Devant un enfant difficile, épuisant, colérique et récalcitrant, la première chose à faire pour des parents est de comprendre qu’il ne fait pas exprès de se comporter ainsi, mais que c’est parce qu’il va mal : il souffre, se sent nul, anormal, pas assez bien, pas assez aimé. Il a peur.
Il souffre et on le lui reproche. Il doit faire des efforts constants pour supporter son hypersensibilité, sa réactivité, son anxiété, son besoin d’amour jamais satisfait…et on lui reproche de ne pas faire d'effort. Il fait des efforts pour essayer de se conformer aux attentes des adultes, mais ça ne leur suffit jamais. Quelle injustice à ses yeux !

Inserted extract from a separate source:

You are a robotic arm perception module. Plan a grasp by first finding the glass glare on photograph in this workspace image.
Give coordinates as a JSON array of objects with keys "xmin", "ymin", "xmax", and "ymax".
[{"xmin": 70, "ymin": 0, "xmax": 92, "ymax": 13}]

Il faut comprendre enfin que pour l’aider, il faut lui montrer qu’on l’aime et le rassurer sur sa valeur. Et rien d’autre. Il n’a pas forcément besoin d’une psychothérapie, encore moins de reproches et de punitions. Juste de l’amour.
Cela ne veut pas dire qu’il faut tout lui passer et accepter ses comportements inacceptables. Il doit améliorer son comportement, mais pour cela, il a besoin d’aide, de compréhension et d’amour. Il faut lui expliquer qu’il n’est pas responsable de son hypersensibilité, mais qu’il doit apprendre à bien se comporter et contrôler ses réactions. Il n’est pas responsable de sa tendance à mal se comporter mais s’il ne fait rien pour changer, il sera responsable. Ça ne sera pas facile, mais il peut compter sur ses parents pour l’y aider.
La sophrologie peut aussi l’aider en ce sens.
(Tout ce que j’écris là sur l’enfant précoce incompris est valable pour les adultes surdoués).